Research Institute for Sustainability
- Category: Research institute
- Legal structure: Registered association
- Established: 2 February 2009
- Location: Potsdam, Germany
- Leadership: Katja Carson (Administration), Prof. Dr Mark Lawrence, Prof. Dr Patrizia Nanz, Prof. Dr Ortwin Renn
- Fields of research: energy transitions, emerging technologies, climate change, air quality, systemic risks, governance and participation, cultures of transformation in the Anthropocene, and sustainable development
- Funding mix: Federal Government (85%), State of Brandenburg (15%)
- Staff: approx. 120
- Homepage: www.rifs-potsdam.de/en

= Institute for Advanced Sustainability Studies =

German research institute

The Research Institute for Sustainability (RIFS) in Potsdam, Germany, previously known as the Institute for Advanced Sustainability Studies (IASS), is affiliated with the Helmholtz Association through the GFZ German Research Centre for Geosciences. RIFS collaborates with various stakeholders, including researchers, governmental bodies, the private sector, and civil society, to address sustainability challenges. Its research covers climate change mitigation, sustainable governance, and cultural transformations in the Anthropocene. RIFS also offers a Fellow Program.
== Organization ==
RIFS employs approximately 120 people from over 30 countries. The institute's research program is overseen by its scientific directors, Doris Fuchs and Mark Lawrence, who are in turn advised by the institute's advisory board and the department heads for each research division. RIFS receives funding from the German Federal Ministry for Education and Research (85%) and Federal State of Brandenburg (15%). According to the institute's website, research is divided into three areas: environmental politics, human environmental impact and damage mitigation, and inter-disciplinary cooperation; a fellowship program is attached to all three areas.

== History ==
The IASS (now RIFS) was founded in Potsdam, Germany on February 2, 2009. Klaus Töpfer served as the institute's founding executive director until September 2015, with scientific directors Carlo Rubbia (June 2010 – May 2015) and Mark G. Lawrence (from October 2011).

In January 2023, the IASS merged with the Helmholtz Association.
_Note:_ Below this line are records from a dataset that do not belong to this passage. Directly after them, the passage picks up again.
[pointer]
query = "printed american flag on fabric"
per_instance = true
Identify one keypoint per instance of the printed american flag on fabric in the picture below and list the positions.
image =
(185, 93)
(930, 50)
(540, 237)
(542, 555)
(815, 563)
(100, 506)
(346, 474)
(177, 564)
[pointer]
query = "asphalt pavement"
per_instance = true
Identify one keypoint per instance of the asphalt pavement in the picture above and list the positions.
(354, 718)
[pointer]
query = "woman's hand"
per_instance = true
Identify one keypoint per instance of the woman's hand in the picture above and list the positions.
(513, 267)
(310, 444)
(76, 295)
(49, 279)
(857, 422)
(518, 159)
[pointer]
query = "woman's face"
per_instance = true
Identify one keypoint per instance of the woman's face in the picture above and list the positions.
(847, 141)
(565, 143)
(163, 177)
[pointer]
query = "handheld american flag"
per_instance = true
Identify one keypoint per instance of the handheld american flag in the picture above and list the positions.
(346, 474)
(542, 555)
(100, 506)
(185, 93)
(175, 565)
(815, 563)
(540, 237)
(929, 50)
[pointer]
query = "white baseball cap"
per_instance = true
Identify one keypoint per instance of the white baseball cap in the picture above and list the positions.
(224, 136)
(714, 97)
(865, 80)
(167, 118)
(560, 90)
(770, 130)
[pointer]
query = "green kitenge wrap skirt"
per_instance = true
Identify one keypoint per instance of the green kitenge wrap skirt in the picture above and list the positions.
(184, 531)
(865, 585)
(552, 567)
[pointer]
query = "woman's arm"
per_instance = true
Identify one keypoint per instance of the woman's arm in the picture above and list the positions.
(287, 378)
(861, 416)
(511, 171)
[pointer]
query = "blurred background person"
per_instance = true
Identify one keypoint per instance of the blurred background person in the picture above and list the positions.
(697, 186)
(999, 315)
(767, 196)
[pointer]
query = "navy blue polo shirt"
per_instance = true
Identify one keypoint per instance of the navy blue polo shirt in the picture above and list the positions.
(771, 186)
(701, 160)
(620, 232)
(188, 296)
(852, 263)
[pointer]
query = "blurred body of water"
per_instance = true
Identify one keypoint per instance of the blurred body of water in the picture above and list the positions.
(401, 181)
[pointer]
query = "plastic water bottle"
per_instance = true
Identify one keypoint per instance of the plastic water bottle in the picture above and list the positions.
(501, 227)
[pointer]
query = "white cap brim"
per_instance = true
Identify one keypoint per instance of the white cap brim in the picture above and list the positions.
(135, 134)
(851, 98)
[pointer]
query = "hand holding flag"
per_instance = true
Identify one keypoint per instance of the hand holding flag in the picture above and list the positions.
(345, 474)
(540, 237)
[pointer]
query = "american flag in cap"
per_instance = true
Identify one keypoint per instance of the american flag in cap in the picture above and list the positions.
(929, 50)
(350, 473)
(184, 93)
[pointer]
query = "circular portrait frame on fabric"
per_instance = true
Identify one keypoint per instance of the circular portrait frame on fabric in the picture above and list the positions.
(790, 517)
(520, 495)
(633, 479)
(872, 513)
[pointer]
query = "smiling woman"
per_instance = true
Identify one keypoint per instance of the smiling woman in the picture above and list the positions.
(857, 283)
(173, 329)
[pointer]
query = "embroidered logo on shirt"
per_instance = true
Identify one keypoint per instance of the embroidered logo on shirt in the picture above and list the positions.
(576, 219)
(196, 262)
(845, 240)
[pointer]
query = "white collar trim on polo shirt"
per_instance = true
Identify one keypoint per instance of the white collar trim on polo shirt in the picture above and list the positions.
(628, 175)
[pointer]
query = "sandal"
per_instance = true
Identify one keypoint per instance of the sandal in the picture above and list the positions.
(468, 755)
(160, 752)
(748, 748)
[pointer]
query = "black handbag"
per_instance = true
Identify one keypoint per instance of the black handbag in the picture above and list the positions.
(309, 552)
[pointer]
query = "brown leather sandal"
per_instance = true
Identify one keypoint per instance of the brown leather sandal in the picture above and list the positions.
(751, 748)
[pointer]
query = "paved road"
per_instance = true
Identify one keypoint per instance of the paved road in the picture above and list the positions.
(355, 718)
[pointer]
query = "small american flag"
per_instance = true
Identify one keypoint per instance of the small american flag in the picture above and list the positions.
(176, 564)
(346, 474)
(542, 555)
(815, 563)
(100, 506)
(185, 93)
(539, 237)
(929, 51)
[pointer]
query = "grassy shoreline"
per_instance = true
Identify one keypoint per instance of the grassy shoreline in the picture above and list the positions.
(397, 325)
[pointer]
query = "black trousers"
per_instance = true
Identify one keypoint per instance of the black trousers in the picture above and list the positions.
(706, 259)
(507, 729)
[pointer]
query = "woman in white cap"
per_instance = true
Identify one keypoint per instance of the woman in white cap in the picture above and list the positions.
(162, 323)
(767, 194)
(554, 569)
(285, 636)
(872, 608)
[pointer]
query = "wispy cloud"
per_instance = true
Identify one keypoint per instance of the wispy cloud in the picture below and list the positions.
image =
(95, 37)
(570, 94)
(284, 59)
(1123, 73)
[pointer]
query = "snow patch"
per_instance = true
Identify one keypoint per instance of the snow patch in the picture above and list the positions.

It was renamed the Research Institute for Sustainability (RIFS) and incorporated into the German Research Centre for Geosciences (GFZ).

== Publications ==
RIFS uses several publication formats to disseminate its findings and policy recommendations. These include:

- RIFS Policy Briefs – Policy recommendations and assessments.
- RIFS Fact Sheets—Brief overviews of research relating to topics addressed by the Institute.
- RIFS Studies—Detailed research findings addressing a central issue.
- RIFS Working Paper—Interim research findings and interventions in current debates.